Last week, the Colorado Legislature passed a bill to repeal the state's 1999 law that prohibits local governments from setting a minimum wage higher than the state level. The Colorado law was part of a wave of measures nationwide pushed by corporate interests trying to keep wages low by preempting democracy. Since then, working people in Colorado have been working to overturn the limitations placed on the minimum wage and will finally do so when Gov. Jared Polis signs the bill, which he is expected to do in the coming days.
After the passage of the 1999 law, the state legislature kept Colorado's minimum wage at the federal level. In 2006, though, voters approved Initiative 42, which increased the state's minimum wage and required adjustments based on inflation. But by 2016, the state's minimum wage had only risen to $8.31 per hour, an amount that made it nearly impossible for working families to afford basic needs. In 2016, voters proposed and passed Amendment 70, which will raise the state minimum wage to $12 an hour.
But in certain parts of Colorado, even $12 an hour isn't enough. A recent study showed that a single full-time worker with no children needs $21.88 to make ends meet in the Boulder area and $19.81 in the Denver metro region. With one child, the cost of living rises to $35 an hour in Boulder and $34 an hour in Denver. Clearly, local governments need the freedom to address the needs of their residents.

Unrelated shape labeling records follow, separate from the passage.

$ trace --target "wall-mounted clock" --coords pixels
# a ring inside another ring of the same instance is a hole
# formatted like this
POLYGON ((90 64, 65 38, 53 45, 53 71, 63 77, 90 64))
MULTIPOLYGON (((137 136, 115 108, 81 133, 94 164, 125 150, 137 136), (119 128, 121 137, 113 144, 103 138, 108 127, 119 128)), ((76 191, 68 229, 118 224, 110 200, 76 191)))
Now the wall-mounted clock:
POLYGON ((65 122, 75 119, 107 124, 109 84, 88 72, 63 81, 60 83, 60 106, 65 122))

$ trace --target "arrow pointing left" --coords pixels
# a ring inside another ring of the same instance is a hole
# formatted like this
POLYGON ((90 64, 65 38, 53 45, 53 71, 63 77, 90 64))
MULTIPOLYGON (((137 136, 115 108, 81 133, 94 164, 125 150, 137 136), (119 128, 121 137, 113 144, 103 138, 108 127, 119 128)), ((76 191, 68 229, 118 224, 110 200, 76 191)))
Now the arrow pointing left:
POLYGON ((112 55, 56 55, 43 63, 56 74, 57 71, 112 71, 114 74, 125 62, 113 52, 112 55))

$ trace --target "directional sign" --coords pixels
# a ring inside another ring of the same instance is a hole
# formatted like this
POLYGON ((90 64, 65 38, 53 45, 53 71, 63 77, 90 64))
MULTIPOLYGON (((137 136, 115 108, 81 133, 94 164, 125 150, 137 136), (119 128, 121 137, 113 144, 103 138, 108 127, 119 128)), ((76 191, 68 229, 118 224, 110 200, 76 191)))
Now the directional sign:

Working people across the country support local minimum wage ordinances. A recent survey from the National Employment Law Project (NELP) found that nearly 60% of voters believe that legislatures threaten democracy and silence the voices of the people when they pass such preemption laws.
And the evidence shows that local minimum wage laws are not only popular—more than 40 cities or counties have passed such measures—they also work. When local governments can raise the minimum wage above state minimums, local leaders are able to overcome gridlock at the state or national level to take action that appropriately helps their communities. The most recent study of local minimum wage increases shows that a 10% bump in the minimum wage increases the earnings of food service workers between 1.3% and 2.5% without any discernible decline in employment.
The new legislation gives local governments the authority to adopt minimum wage laws above the state and national minimums so they can address local costs of living and worker needs. Colorado is the first state to repeal a local minimum wage preemption law through their legislature. Arizona voters repealed a preemption law via ballot initiative in 2006. Similar legislation has been introduced in Georgia, Hawaii, Indiana, Kansas, Kentucky, Louisiana, Mississippi, New York, Oklahoma, Texas and Virginia.